Publicado sexta-feira, 27 de maio de 2022 às 06:05 h | Atualizado em 28/05/2022, 10:14 | Autor: Rodrigo Oliveira* | [email protected]
Precisamos de representantes capazes de propor ações baseadas na prevenção
Precisamos de representantes capazes de propor ações baseadas na prevenção -

A violência passou a ser uma marca registrada do Brasil. O medo da população é constante. Arrastões, assaltos, saidinhas bancárias, não temos confiança de ir comprar pão com nossos pertences pessoais. Turistas também evitam vir ao Brasil por causa do “risco de bala perdida” ou “por que todo mundo no Brasil anda armado.” Mas o que explica este cenário caótico?

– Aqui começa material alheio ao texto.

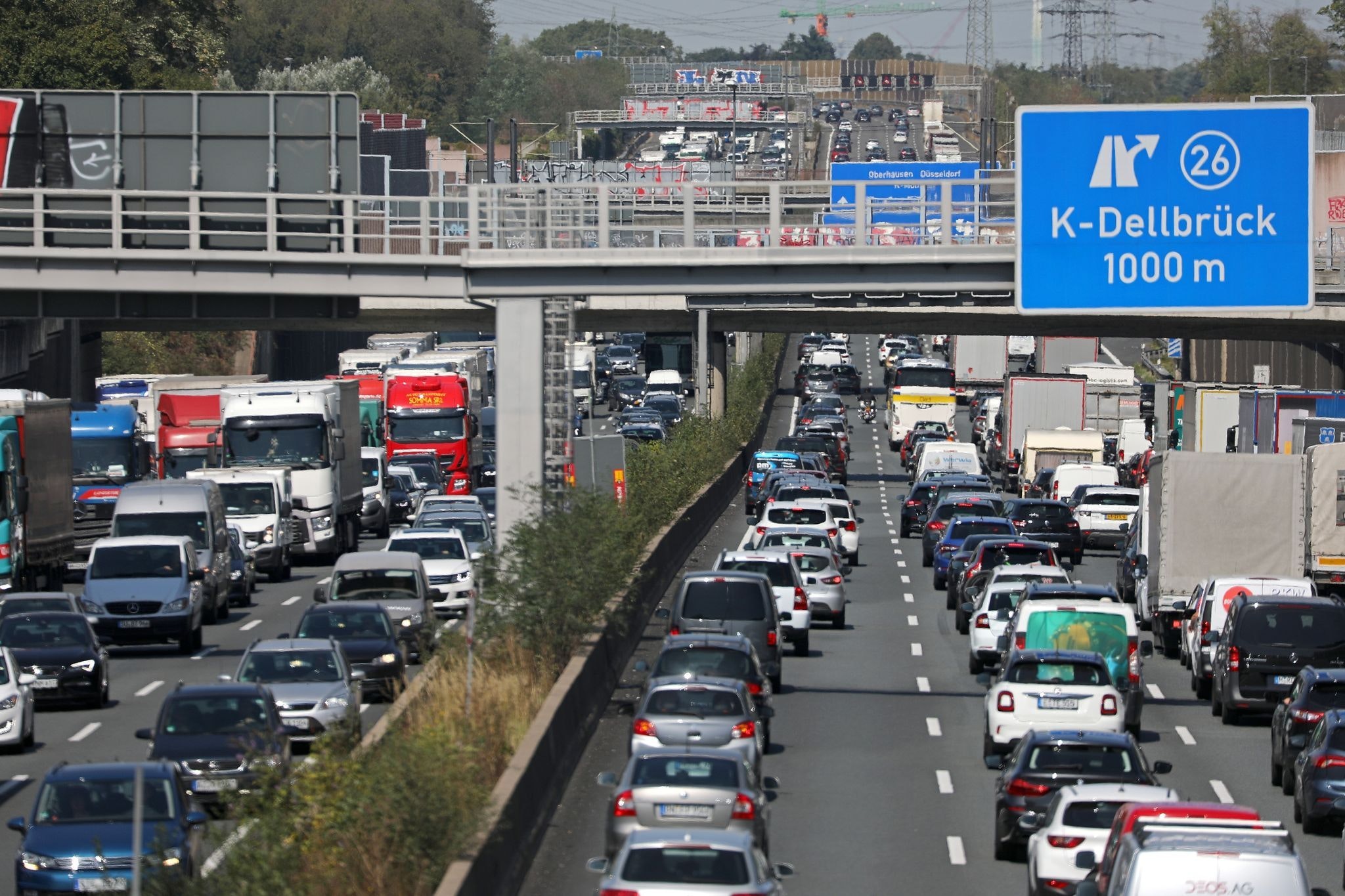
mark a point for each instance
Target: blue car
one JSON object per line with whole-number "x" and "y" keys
{"x": 959, "y": 530}
{"x": 79, "y": 834}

Existem diversas explicações na teoria econômica para o comportamento criminoso dos indivíduos. A teoria mais famosa foi formulada inicialmente pelo prêmio Nobel em Economia Gary Becker. Segundo o pesquisador, um indivíduo decidirá pela atividade criminosa se os custos da mesma (probabilidade de ser preso, severidade da sentença, tempo de prisão, etc.) forem menores do que o benefício monetário do crime. Ao longo do tempo, diversos pesquisadores se debruçaram sobre esta teoria com estudos empíricos, comprovando parte das suposições levantadas por Becker.

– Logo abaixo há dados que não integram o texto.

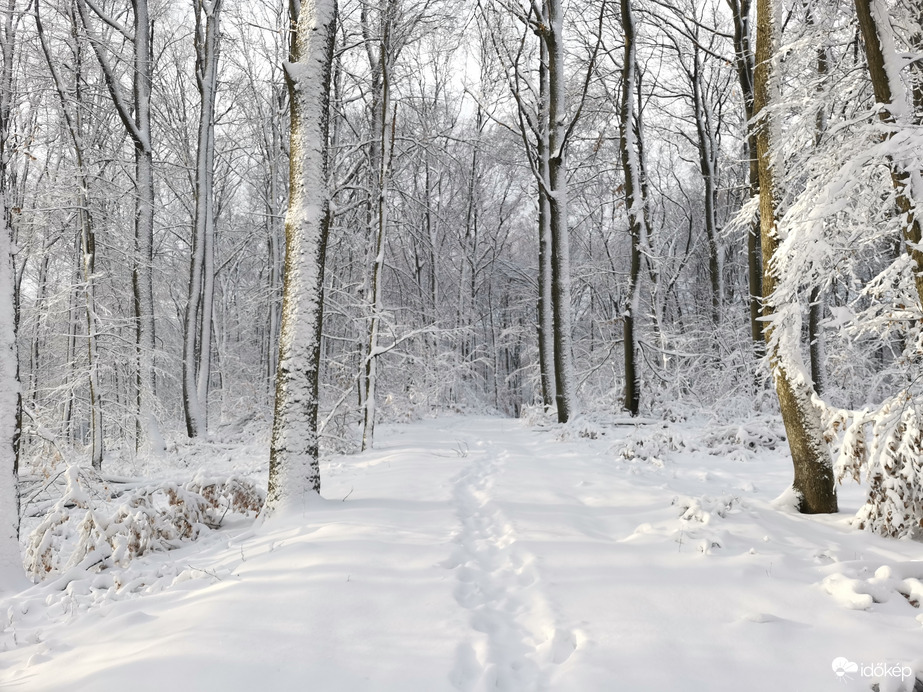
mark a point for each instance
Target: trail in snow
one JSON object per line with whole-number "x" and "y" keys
{"x": 480, "y": 554}
{"x": 498, "y": 584}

Um estudo publicado em 2022 na prestigiada revista Econometrica, por pesquisadores da Universidade Federal de Pernambuco e da Universidade de Bocconi, na Itália, mostrou através de técnicas estatísticas avançadas que no Brasil pessoas que perdem o emprego tem 23% mais chances de cometerem crimes. Ao analisar categorias específicas, o aumento da probabilidade de cometer crimes com motivação econômica (tráfico de drogas, roubo, furto, fraude e corrupção) é de 43%, enquanto de crimes violentos (ameaças, sequestros, assassinatos e assassinatos violentos) 17%. Adicionalmente, os autores mostram que trabalhadores que receberam seguro-desemprego só passaram a cometer crimes após o fim do benefício, em geral de seis meses.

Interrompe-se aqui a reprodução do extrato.